A diagnosis of ATS is based upon the identification of characteristic symptoms, a detailed patient history, a thorough clinical evaluation and a variety of specialized tests and SLC2A10 gene molecular analysis.

Microscopic (histologic) examination of affected arteries can reveal disruption of elastic fibers of affected arterial walls.

A diagnosis of ATS requires a variety of specialized tests to assess the extent of the disease. Such tests include echocardiography, angiography, magnetic resonance angiography (MRA), and computed tomography (CT) scan. During echocardiography, sound waves are bounced off the heart (echoes), enabling physicians to study cardiac function and motion. Angiographies are traditional x-rays designed to evaluate the health and function of blood vessels. An MRA is done with the same equipment use for magnetic resonance imaging (MRI). An MRI uses a magnetic field and radio waves to produce cross-sectional images of particular structures or tissues within the body. An MRA provides detailed information about blood vessels. In some cases, before the scan, an intravenous line is inserted into a vein to release a special dye (contrast). This contrast highlights the blood vessels, thereby enhancing the results of the scan. During CT scanning, a computer and x-rays are used to create a film showing cross-sectional images of certain tissue structures.
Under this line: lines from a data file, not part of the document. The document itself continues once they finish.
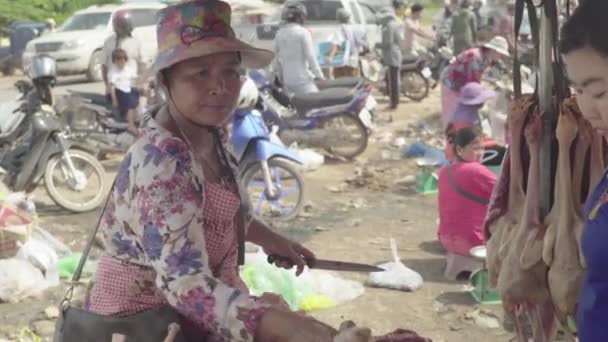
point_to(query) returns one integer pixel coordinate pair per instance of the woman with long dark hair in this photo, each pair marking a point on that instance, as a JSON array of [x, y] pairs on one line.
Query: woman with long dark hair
[[585, 51]]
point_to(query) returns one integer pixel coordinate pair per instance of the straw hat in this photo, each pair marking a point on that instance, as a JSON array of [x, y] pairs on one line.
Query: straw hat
[[498, 44], [198, 28]]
Molecular genetic testing confirms or excludes a diagnosis of ATS. Molecular genetic testing can detect mutations in the SLC2A10 gene known to cause the disorder but is available only as a diagnostic service at specialized laboratories.

Treatment

The treatment of arterial tortuosity syndrome is directed toward the specific symptoms that are apparent in each individual. Treatment may require the coordinated efforts of a team of specialists. Pediatricians, surgeons, dermatologists, neurologists, cardiologists, neurologists, ophthalmologists, and other healthcare professionals may need to systematically and comprehensively plan an affected child’s treatment.

Genetic counseling is recommended for affected individuals and their families. Psychosocial support for the entire family is essential as well.

Based on a literature review, complications have rarely been observed during cardiovascular surgery in ATS patients, and the risk of fatal events should be similar to the general population.

Other treatment is symptomatic and supportive and can include surgery to repair hernias, skeletal malformations, or intestinal diverticula.

Obstetric aspects of ATS have not been elucidated, to date in literature are reported 4 ATS women with successful pregnancy and uncomplicated deliveries. These data suggest that in ATS, pregnancy can be safely handled with multidisciplinary management including close maternal and fetal surveillance.